El hombre tiene la cara desencajada. Tendrá unos cuarenta y muchos, y lleva ropas de artesano, de herrero o quizás carpintero.
Sin dejar de encañonarle y dejando la puerta de la casa cerrada a cargo de Tomás, la mujer sigue al hombre que portando una lámpara de carburo se dirige hacia el corral...Entra y sin perder de vista al visitante, descubre a una mujer tendida, de cara blanca y brillante como la cera, hermosa pero triste, que no tendrá más de quince o dieciséis años. Está tirada en la paja, con un vestido azul embarrado y unas enaguas ensangrentadas, dando a luz con un sordo gemido, como sin querer molestar en demasía...la dueña de la casa mira a la madre-niña y luego al hombre, sin terminar de entender lo que está pasando.
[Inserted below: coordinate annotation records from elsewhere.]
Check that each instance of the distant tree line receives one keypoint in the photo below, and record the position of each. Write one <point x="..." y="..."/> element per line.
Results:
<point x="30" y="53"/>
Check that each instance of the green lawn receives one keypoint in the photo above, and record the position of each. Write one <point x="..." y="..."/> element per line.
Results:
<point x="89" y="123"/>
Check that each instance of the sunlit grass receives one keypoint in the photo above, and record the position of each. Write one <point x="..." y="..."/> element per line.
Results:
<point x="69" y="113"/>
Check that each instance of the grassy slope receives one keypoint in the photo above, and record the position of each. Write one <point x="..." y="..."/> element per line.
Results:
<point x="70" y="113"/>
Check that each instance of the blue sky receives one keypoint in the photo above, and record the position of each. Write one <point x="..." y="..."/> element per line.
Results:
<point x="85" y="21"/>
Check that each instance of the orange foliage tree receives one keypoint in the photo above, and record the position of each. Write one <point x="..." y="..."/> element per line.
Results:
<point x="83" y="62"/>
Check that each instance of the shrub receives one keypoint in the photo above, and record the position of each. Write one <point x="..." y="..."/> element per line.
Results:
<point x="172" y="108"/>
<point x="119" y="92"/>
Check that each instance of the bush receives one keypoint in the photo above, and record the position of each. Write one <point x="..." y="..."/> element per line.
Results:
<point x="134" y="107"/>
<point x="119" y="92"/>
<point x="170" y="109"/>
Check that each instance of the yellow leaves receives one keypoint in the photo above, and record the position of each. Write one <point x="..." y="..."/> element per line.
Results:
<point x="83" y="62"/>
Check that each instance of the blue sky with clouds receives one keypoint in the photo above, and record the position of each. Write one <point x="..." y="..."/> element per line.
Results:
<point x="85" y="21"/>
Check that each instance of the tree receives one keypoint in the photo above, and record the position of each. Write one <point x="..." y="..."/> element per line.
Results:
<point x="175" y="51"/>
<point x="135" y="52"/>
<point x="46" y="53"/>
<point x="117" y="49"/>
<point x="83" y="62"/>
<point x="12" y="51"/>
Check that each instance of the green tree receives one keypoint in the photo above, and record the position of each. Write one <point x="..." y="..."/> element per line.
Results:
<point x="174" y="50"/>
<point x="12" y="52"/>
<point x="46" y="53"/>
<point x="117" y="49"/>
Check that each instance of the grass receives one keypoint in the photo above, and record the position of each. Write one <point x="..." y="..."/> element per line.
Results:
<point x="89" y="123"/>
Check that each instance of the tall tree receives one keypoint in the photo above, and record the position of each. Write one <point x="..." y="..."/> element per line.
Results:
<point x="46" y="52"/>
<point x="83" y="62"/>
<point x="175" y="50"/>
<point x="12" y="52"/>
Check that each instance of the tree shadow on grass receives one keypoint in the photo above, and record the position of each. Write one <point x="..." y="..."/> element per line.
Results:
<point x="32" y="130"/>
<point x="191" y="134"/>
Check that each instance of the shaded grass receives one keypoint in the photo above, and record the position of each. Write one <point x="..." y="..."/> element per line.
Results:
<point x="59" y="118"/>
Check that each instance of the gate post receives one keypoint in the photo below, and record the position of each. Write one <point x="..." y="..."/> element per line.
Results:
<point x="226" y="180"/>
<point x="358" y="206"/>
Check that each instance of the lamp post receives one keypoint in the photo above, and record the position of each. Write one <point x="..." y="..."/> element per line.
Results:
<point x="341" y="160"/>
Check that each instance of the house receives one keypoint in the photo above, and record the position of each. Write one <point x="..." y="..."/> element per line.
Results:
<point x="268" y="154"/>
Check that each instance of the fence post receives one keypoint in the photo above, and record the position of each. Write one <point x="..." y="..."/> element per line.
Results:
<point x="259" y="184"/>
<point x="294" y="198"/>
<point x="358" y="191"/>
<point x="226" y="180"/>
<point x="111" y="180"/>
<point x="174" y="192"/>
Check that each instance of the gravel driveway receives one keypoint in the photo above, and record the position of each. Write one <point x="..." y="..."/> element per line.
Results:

El viento sopla fuerte afuera y las puertas del corral se golpean las unas con las otras. Cierra los portones después de llamar a gritos a Tomás, para que venga a echar una mano, apoya el rifle en la puerta y enciende la lámpara de queroseno con la que alumbra parte de la miserable estancia. Ayuda entonces a la parturienta en lo que puede, agarrándola de la mano y animándola a empujar, mientras el bebé va asomando la sanguinolenta cabecita que dirige con delicadeza. No es la primera vez que pare justo ahí alguna criatura, ni tampoco la primera vez que ella asiste a un parto, aunque se tratara de bestias de carga y no de un milagro como el que están viviendo. El niño sale tras un último y doloroso esfuerzo, y tras él la bolsa de la placenta. La improvisada matrona corta el cordón umbilical con la navaja de Tomás y le pide a éste que vaya a la casa, y con sus hermanos traiga agua caliente, paños, mantas y algo de comida.
-Nos enteramos que los soldados iban a por mí, para darme el paseo...hemos huido del pueblo y al ver la luz nos hemos desviado del camino...María no cumplía aún, pero el traqueteo de la mula... no hemos podido hacer otra cosa – se excusa el hombre.
-Nadie molestará a su familia- le contesta Eloísa, que sonríe con los ojos vidriosos.
En el cielo limpio, una estrella centellea más de lo normal. La mula y un buey calientan al recién nacido, que duerme en el regazo de su agotada madre. El padre los mira, en pié, extasiado, apoyado en una caña para guiar acémilas. Los tres niños, arrodillados, colocan las viandas frente a ellos, sin dejar de mirar al niño, y Eloísa, ángel de largos cabellos y blanca túnica, vigila la entrada del portal con un rifle del calibre 44 largo, para que nadie pueda perturbar a los fugitivos, en esa fría y mágica noche de diciembre.